COO flavors via HBR:

  1. Executor — day-to-day operations
  2. Change agent
  3. Mentor an inexperienced CEO
  4. Other half — complement the CEO
  5. Partner — co-leaders
  6. Heir apparent
  7. “Most valuable player” — retain a top exec with a title; similar to “President”

Books

Riding Shotgun, The Role of the COO by Nate Bennett. Low ego, doesn’t need credit. Internally focused. Able to work under relentless pressure with a breadth of experience. This job means non-stop action! Strong communicator, leadership skills for both people and execution. Good relationship to CEO: COO must respect them. COOs focus on performance.

To be effective, this COO needs to (1) establish credibility with the operational people at all levels, (2) be a strong communicator, (3) be capable of managing several things at one time, and (4) be able to make sound operational decisions.

How to be a Chief Operating Officer by Jennifer Geary. Foundations for all COOs: change, culture, and strategy. How to be a Chief Operating Officer, 16 disciplines for success. Functional skills, as technical areas, vary a lot with 13 of them from IT to HR and Finance.
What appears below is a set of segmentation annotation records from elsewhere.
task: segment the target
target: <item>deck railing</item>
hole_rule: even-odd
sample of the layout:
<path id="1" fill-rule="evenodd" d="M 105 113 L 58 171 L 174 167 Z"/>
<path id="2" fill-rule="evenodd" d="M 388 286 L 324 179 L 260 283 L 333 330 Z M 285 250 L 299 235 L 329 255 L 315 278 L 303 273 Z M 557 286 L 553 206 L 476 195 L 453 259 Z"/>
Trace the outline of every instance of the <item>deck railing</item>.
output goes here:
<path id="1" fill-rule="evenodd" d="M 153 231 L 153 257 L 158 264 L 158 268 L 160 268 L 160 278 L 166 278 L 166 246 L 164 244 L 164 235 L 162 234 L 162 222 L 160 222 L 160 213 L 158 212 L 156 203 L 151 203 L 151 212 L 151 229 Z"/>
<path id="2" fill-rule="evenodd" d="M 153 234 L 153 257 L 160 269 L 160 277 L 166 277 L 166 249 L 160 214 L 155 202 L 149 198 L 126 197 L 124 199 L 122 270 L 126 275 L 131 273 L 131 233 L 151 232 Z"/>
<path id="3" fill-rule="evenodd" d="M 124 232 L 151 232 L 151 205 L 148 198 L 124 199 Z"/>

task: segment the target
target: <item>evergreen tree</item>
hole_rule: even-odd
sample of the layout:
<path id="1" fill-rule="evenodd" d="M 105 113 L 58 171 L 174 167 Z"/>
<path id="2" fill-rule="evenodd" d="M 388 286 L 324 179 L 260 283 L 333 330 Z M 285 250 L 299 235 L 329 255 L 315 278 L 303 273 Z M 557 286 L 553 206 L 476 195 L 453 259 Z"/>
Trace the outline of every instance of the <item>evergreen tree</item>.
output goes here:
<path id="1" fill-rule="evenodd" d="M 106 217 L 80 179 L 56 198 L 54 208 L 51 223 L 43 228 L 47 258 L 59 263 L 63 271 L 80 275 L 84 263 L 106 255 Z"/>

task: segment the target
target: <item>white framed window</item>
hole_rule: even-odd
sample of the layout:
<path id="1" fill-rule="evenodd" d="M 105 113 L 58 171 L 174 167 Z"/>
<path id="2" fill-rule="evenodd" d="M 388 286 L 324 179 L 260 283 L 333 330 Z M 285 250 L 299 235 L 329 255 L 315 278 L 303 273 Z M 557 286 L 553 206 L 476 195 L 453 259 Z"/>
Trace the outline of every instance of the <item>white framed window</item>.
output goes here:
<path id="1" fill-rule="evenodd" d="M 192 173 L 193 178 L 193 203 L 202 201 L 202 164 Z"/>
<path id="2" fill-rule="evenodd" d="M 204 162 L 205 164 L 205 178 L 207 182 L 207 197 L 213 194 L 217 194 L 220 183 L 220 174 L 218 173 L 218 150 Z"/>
Functional skills, as technical areas, varies a lot: 13 of them from IT to HR and Finance:

  1. IT
  2. Finance
  3. Human resources
  4. Operations
  5. Risk
  6. Governance
  7. Legal
  8. Compliance
  9. Supply chain
  10. Facilities
  11. Internal comms / Public affairs
  12. Sustainability
  13. Safeguarding vulnerable people

Other good books:

  • Execution by Larry Bossidy
  • Scaling Up by Verne Harnish
  • Traction by Gino Wickman
  • Measure What Matters by John Doerr
  • The Great CEO Within by Matt Mochary
  • Scaling People: Tactics for Management and Company Building by Claire Hughes Johnson

Ask a COO: “What’s your general set of duties?”

In mid 2021 I interviewed a wide set of COOs and chief executives to get their take on what “flavors” and strengths they’d look for in a COO.

I find each COO I talk to varies widely, mostly based on industry and style of the CEO as main partner. Wide array of duties and functions, need to enjoy the context switching and a relentless pace of action.

For example, a CPG or physical goods ecommerce company would look for a COO with a background in supply chain logistics and e-commerce across functions like shipping, fulfillment, transportation, and customer service.

Common oversight (functions vary):

  • Improve productivity even with limited resources, own value production, both internal and external
  • Design and run the org as key manager, own alignment down into teams
  • Plan and prioritize, own requirements
  • Drive performance and measurement of dashboards and KPIs, own metrics
  • Maintain and monitor staffing, levels, skills, learning, knowledge across teams

Question: “Most modern tech companies operate without a COO” — true?

Answer: Depends on the company and CEO’s skills. What do they want? Finance help? Find a CFO and CRO. More common with supply chain and manufacturing operations. One tech/software COO example is where the job requires oversight of AI automation.

Style is defined in relation to the CEO, depending on their style and needs. Not all COOs want to be CEO. COOs can certainly grow up from within. If a COO candidate has a gap in one area, the company can use strong compensating partners around them. Not a blocker to promotion.

Key: Good relationship to CEO. COO must respect the leadership team and CEO.

These are the 3 most common variations of partnership with CEO I heard from this listening tour:

  1. COO runs internal teams while CEO focuses on external fundraising and such
  2. COO takes on special projects
  3. COO is being groomed to replace CEO

Changelog:

  • Updated: Mar 7, 2024 – added GM/CEO.
  • For 2023 and earlier, this list was focused on product, technology, and operations.